Leaf physiological versus morphological acclimation to high-light exposure at different stages of foliar development in oak
J. Rodríguez-Calcerrada (1), P. B. Reich (2), E. Rosenqvist (3), J. A. Pardos (1), F. J. Cano (1) and I. Aranda (4, 5)
1. Unidad de Anatomía, Fisiología y Genética Forestal, Escuela Técnica Superior de Ingenieros de Montes, Universidad Politécnica
de Madrid (UPM), Ciudad Universitaria s/n, E-28040, Madrid, Spain / 2. Department of Forest Resources, University of Minnesota, St. Paul, MN 55108, USA / 3. Department of Agricultural Science, University of Copenhagen, Hojbakkegaard Allé 21, DK-2630 Taastrup, Denmark / 4. Centro Nacional de Investigación Forestal (CIFOR), Instituto Nacional de Investigación Agraria y Alimentaria (INIA), Apdo.

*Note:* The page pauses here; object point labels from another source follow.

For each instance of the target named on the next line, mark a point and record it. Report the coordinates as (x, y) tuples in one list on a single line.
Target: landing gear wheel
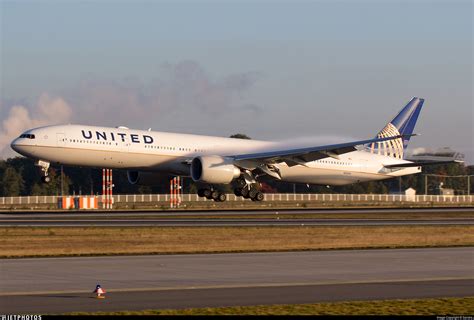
[(207, 193), (245, 193), (241, 183), (222, 197), (46, 179), (253, 193), (259, 196), (214, 194)]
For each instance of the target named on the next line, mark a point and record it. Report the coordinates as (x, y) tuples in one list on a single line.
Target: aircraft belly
[(103, 158), (325, 176)]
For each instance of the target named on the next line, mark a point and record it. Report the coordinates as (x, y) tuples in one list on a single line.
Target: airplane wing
[(300, 156)]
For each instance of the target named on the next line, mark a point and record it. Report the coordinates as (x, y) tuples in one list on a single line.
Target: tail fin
[(403, 124)]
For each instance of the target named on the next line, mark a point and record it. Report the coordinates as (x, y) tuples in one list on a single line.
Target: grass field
[(445, 306), (75, 241)]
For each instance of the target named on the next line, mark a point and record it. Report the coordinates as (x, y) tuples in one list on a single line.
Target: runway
[(222, 222), (242, 218), (232, 212), (54, 285)]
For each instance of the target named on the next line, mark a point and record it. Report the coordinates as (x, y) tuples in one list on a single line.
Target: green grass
[(440, 306)]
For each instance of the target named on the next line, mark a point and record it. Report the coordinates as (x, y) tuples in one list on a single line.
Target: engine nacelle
[(214, 170), (143, 178)]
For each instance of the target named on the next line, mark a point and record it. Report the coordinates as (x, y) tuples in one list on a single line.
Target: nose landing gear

8111, E-28080, Madrid, Spain / 5. Corresponding author () / Received June 18, 2007; accepted September 18, 2007; published online March 3, 2008
Summary
We investigated light acclimation in seedlings of the temperate oak Quercus petraea (Matt.) Liebl. and the co-occurring sub-Mediterranean oak Quercus pyrenaica Willd. Seedlings were raised in a greenhouse for 1 year in either 70 (HL) or 5.3% (LL) of ambient irradiance of full sunlight,
and, in the following year, subsets of the LL-grown seedlings were transferred to HL either before leaf flushing (LL-HLBF
plants) or after full leaf expansion (LL-HLAF plants). Gas exchange, chlorophyll a fluorescence, nitrogen fractions in photosynthetic
components and leaf anatomy were examined in leaves of all seedlings 5 months after plants were moved from LL to HL. Differences
between species in the acclimation of LL-grown plants to HL were minor. For LL-grown plants in HL, area-based photosynthetic
capacity, maximum rate of carboxylation, maximum rate of electron transport and the effective photochemical quantum yield
of photosystem II were comparable to those for plants grown solely in HL. A rapid change in nitrogen distribution among photosynthetic
components was observed in LL-HLAF plants, which had the highest photosynthetic nitrogen-use efficiency. Increases in mesophyll
thickness and dry mass per unit area governed leaf acclimation in LL-HLBF plants, which tended to have less nitrogen in photosynthetic
components and a lower assimilation potential per unit of leaf mass or nitrogen than LL-HLAF plants. The data indicate that
the phenological state of seedlings modified the acclimatory response of leaf attributes to increased irradiance. Morphological
adaptation of leaves of LL-HLBF plants enhanced photosynthetic capacity per unit leaf area, but not per unit leaf dry mass,
whereas substantial redistribution of nitrogen among photosynthetic components in leaves of LL-HLAF plants enhanced both mass-
and area-based photosynthetic capacity.